Aileen Marty, M.D., remembers where she was when she first learned about COVID-19. It was mid-January 2020. The infectious disease physician and professor of infectious disease at Florida International University’s Herbert Wertheim College of Medicine was in the Middle East. She was with colleagues from the World Health Organization’s Verification and Inspection Commission. They were invited by Qatar’s ministry of public health as the country prepared for its 2022 FIFA World Cup.
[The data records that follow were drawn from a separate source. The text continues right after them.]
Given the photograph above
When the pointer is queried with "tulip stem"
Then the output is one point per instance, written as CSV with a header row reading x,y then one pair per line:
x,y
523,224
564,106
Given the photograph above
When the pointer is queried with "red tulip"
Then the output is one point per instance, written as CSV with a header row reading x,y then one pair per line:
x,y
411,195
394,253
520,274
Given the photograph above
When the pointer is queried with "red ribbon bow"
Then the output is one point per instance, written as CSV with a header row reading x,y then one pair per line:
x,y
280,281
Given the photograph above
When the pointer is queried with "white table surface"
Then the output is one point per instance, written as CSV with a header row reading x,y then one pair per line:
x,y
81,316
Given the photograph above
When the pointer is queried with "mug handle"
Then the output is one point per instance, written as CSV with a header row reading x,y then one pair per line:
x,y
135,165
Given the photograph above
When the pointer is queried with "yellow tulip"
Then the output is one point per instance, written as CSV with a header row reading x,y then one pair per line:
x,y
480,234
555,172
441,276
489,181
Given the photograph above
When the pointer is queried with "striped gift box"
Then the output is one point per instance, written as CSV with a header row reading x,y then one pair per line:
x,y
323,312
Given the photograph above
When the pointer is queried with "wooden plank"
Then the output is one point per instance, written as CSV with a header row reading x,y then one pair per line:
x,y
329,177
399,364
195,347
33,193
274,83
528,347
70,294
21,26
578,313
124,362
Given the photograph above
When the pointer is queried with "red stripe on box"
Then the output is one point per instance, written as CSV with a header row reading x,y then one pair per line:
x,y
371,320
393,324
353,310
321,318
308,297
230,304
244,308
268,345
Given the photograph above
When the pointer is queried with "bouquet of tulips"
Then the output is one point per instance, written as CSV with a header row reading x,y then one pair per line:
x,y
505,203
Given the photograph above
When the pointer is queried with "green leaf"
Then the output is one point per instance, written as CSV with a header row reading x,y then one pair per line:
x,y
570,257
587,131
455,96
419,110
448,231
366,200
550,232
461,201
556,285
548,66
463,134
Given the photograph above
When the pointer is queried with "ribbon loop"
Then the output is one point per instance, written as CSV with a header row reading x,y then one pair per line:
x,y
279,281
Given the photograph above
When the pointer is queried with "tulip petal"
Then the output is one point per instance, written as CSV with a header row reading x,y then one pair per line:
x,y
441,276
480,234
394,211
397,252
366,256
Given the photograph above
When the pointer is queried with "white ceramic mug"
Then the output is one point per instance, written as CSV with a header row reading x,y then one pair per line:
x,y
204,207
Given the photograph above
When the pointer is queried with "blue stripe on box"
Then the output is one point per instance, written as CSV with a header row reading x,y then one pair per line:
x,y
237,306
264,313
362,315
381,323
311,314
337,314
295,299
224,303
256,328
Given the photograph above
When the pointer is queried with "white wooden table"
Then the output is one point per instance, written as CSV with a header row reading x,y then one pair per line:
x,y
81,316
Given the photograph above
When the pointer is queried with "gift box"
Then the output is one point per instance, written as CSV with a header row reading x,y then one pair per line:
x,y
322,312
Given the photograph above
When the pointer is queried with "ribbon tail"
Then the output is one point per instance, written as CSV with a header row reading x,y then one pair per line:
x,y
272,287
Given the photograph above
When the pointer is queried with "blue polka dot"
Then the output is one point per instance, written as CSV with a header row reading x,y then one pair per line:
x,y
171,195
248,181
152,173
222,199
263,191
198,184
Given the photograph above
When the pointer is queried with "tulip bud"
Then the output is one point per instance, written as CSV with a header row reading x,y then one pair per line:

The experts in mass-gathering medicine were strategizing how to manage the millions of people from all over the globe who would be attending the World Cup. Such large-scale events always have a health preparation component, and the area of mass-gathering medicine explores, among other things, the inherent risks when that many people descend on one city. For starters, there’s a higher incidence of injury, illness and catastrophic accidents—plus, the possibility of a mass attack looms.
“Anytime you are preparing for a mass gathering, you look around the world for what could cause problems,” Marty says. “Of course, we were also, at the time, considering what preparations were needed for the 2020 Summer Olympics in Tokyo [which have since been moved to July 2021].
“So,” the graduate of the University of Miami’s Miller School of Medicine recalls, “we receive this information about what was going on in China. I wound up giving my first assessment of the novel coronavirus on Jan. 17 in Qatar to a room full of some 3,000 people [the outbreak had started to manifest in China a few weeks before Marty’s first assessment]. There were very few cases. The Chinese Center for Disease Control had only seen about 44 patients by the end of December. That’s it.”
Three days after Marty’s presentation in Qatar (Jan. 20), the United States confirmed its first case of coronavirus.
“Those of us who have been interested in coronaviruses for decades recognized what one of our colleagues had said back in 2007,” Marty says. “SARS was a ticking time bomb.”
SARS-CoV-2 is the novel coronavirus that causes COVID-19. This novel CoV was found to be similar to what was responsible for the SARS pandemic in 2002. On Jan. 30, the World Health Organization declared the novel coronavirus a public health emergency of international concern.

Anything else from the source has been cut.